Hughes's tenacity has played a huge part. He and wife Jessica Kagan Hughes have literally grown Cameron Hughes Wine from the ground up, standing in front of a small table in the early days at area Costcos, hand-selling their wine.

“Nobody knew us, so Cam would grab a table, stand in front of the wine section and talk about it,” Kagan Hughes recalled.

It was exhausting, but it worked and gave them invaluable insight into what people liked and didn't like — feedback that was at times immediate.

“I had people who would buy a bottle of wine and go out in the parking lot, taste the wine and come back and buy cases,” Kagan Hughes added. “All the time.”

Hughes remembers a man in Mountain View whose favorite dish was spaghetti and meatballs. He'd come into Costco, buy a bottle of Cameron Hughes Wine, go out to his van, see if the wine went well with spaghetti or not and, when it did, come back in and buy some more.

Cameron Hughes Wine has been off and running ever since, a successful negociant brand with wines from all over the world sold not only at Costco but also at Safeway and independent wine shops as well as direct.

(A negociant is someone who assesses and buys wine that's already made, blends it into his own concoction, then bottles and sells it under his own label.)

The business has worked because they're in many cases buying wine that others would try and sell for, say $60. Because they don't own any infrastructure, Cameron Hughes can sell the same wine for $20 or often less.

“We knew from our experience what wine actually costs to manufacture and what we were willing to sell it for and what it ended up as it went through the three-tier system,” Hughes explained. “Wine we could sell comfortably direct to Costco for $9.99 would end up being $25 through the three-tier system because everything gets amplified on a percentage basis.”

What Hughes means by the three-tier system is the usual way a winery will legally have to sell its wine to a distributor, who will then sell it to a retailer or restaurant, who then may sell it to a consumer. In many cases it's the only way a winery is allowed to sell its wine, a way that ultimately means less money going to the winery than when they can sell their wine directly to a consumer.

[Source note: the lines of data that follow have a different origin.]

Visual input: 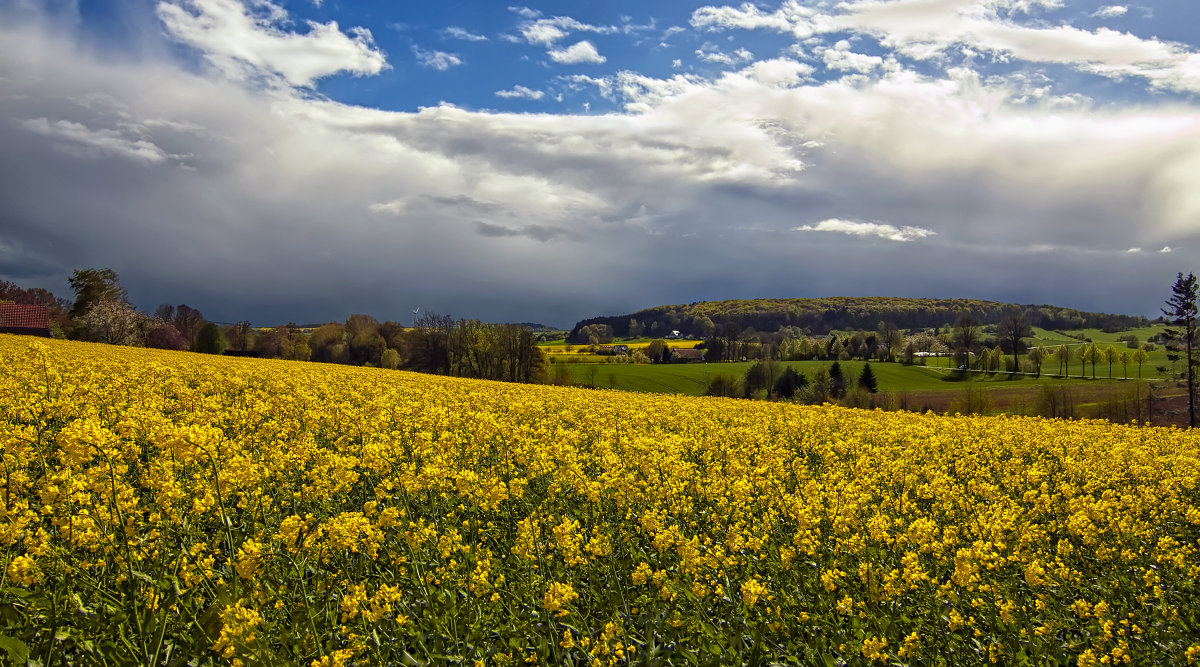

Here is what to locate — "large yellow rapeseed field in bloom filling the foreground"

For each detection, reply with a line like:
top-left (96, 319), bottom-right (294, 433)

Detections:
top-left (0, 336), bottom-right (1200, 666)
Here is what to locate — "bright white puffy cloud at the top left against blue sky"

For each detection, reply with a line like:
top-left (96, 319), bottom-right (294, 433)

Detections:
top-left (156, 0), bottom-right (386, 86)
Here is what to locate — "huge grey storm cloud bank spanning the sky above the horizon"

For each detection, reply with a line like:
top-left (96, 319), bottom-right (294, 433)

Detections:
top-left (0, 3), bottom-right (1200, 325)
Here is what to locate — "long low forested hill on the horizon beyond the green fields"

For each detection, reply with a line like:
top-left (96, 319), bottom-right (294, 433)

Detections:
top-left (571, 296), bottom-right (1148, 339)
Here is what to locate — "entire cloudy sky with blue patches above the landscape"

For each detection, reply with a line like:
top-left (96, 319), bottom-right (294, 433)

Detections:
top-left (0, 0), bottom-right (1200, 326)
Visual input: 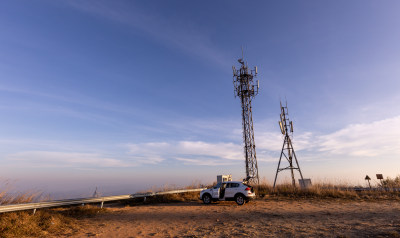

After years of figuring things out on his own, earlier this year Hughes named his old friend Spencer director of winegrowing for all Cameron Hughes Wines, a role overseeing production of now nearly 300,000 cases a year.

He and Hughes work from an office in Calistoga; the wine is stored and bottled at Coppola Winery's facility in Geyserville.

Spencer's hiring has to do with Hughes's aim to evolve as a company and improve the quality of his wines overall, to forge better, longer-term relationships with growers and producers so that his wines will have more consistency from year to year.

“We've been a spot-market purchaser of wine, but now there are a lot of people that want to partner,” Hughes explained.

“What I can't do is go out and buy grapes at $6,000 a ton, make it into wine and sit on it for two years. But if I can partner with a grower, they know they've got a contract and together we turn it into wine, we share some of that financial burden.”

Spencer added, “We have more opportunities coming our way, people are realizing that if they come to us it's not bottom-feeding.”

Still, that doesn't mean they're turning their backs on the bulk wine they can turn into inexpensive bottles that will ultimately sell at places like Sam's Club, where prices are especially low.

Kagan Hughes, now the company's chief marketing officer, knows that many in the wine industry might pooh-pooh the notion of selling at a discount chain, but sees it as a chance to introduce new people to wine.

“You can get in front of customers who wouldn't otherwise be into wine,” she said. “You can surprise and delight them in a spectacular way. These customers are different from the customers who buy the $20 bottle of wine, but they are dying to be taken through the wine journey.”